A look at Company's listed history – what drives StarHub’s share price? 

  • Refer to Appendix A in the PDF report attached. 

Outlook for 19/20F

StarHub to capitalise some opex with the adoption of SFRS 16.

  • Adoption of SFRS 16 will result in some operating leases being capitalised as right-of-use (ROU) assets leading to higher depreciation and amortisation charges from FY19F onwards.
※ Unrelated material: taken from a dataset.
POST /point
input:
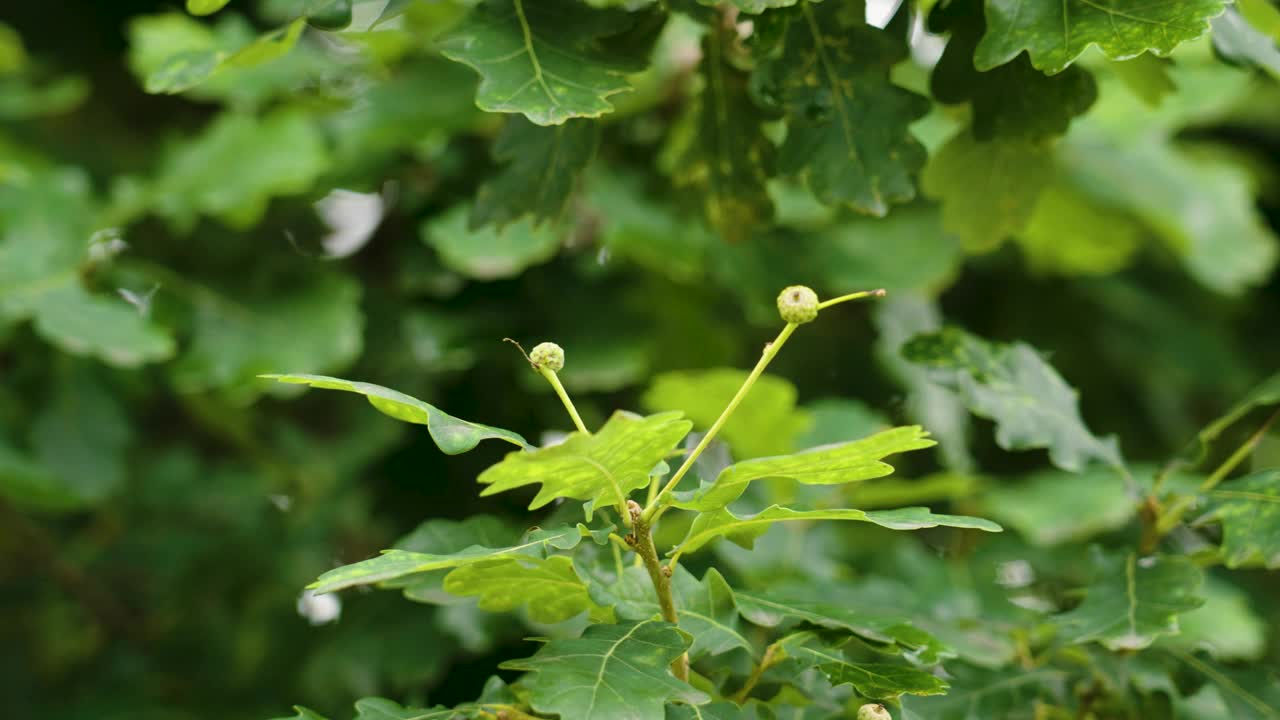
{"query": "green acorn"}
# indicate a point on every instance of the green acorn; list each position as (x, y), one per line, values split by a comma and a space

This should result in StarHub’s opex relating to operating leases edging down while D&A attributable to the capitalised leases will drive D&A expenses higher.
  • While this should result in a favorable improvement in EBITDA, it is unlikely to trickle down to benefit StarHub’s earnings due to higher D&A.

Migration to fibre and accelerated depreciation of the HFC network to weigh on FY19.
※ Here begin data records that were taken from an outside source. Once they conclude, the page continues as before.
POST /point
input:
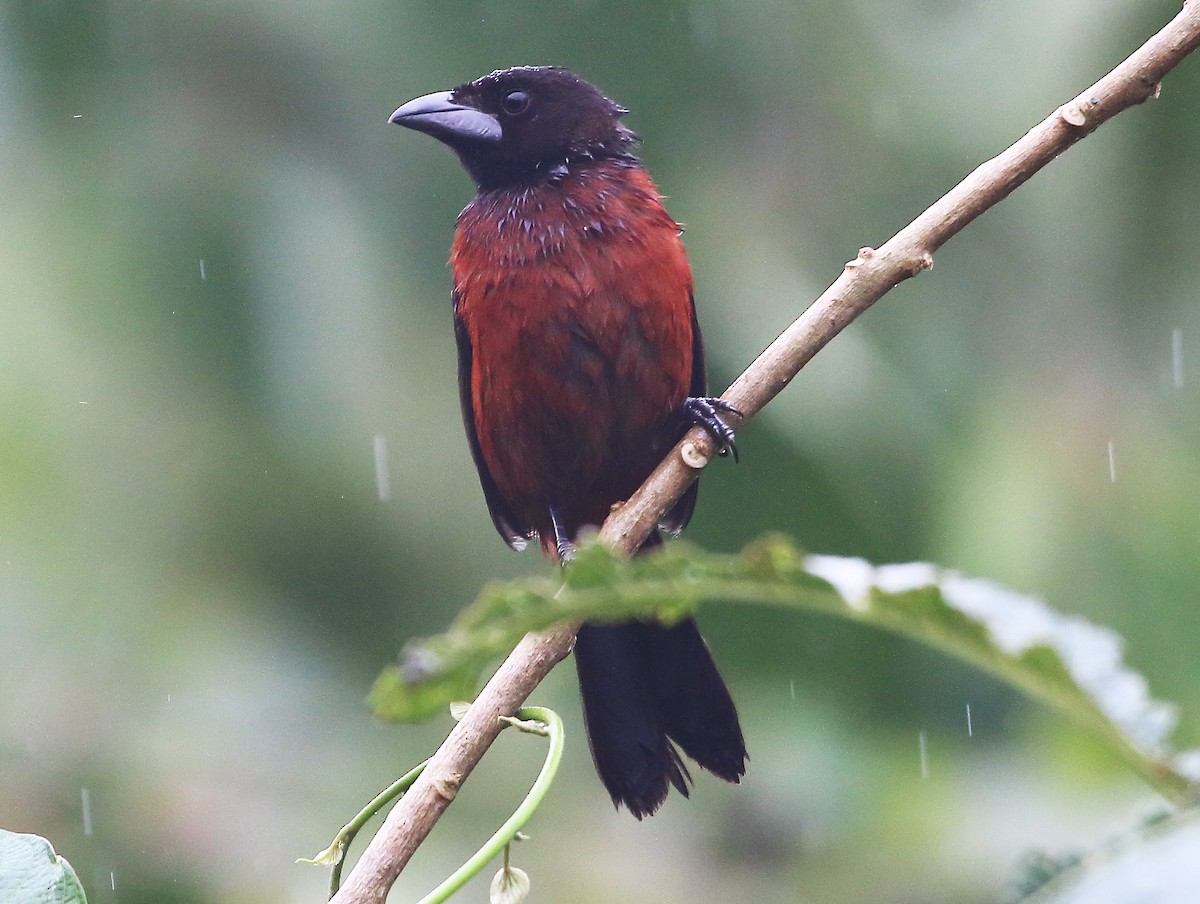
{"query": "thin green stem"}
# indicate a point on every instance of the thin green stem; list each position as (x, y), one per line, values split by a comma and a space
(335, 854)
(534, 719)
  • In November 2018, StarHub announced plans to cease providing broadband and Pay-TV services using its Hybrid Fibre Coaxial (HFC) Network by June 2019, ahead of the earlier proposed date of disconnection in 2020.
  • We expect to see a sharp rise in StarHub’s cost of services in FY19F as migrations to NBN accelerate, partially offset by reduction in content costs with the on-going restructuring of StarHub’s Pay TV business. Accordingly, HFC Network will be fully depreciated by 1H19, placing a further burden on StarHub’s income statement in FY19F

Staff cost savings likely to be eroded by the expansion of Ensign.

  • In 3Q18, StarHub entered into a joint venture agreement with Certis Cisco, a wholly owned subsidiary of the Temasek Group, to pool the cybersecurity assets of StarHub and Certis to create Ensign, a pure-play cybersecurity service provider. While the combined operations were marginally profitable at the point of formation, 4Q18 turned into a loss-making quarter for the cybersecurity company which reported losses of S$12m.
  • Cyber security operations are heavily labour intensive. The S$30m staff cost savings that StarHub accrued is likely to be overridden by the expansion efforts of Ensign as StarHub scales-up cyber security operations.
  • After factoring the above cost escalations, we have revised down our FY19/20F net profit by 8%/11%.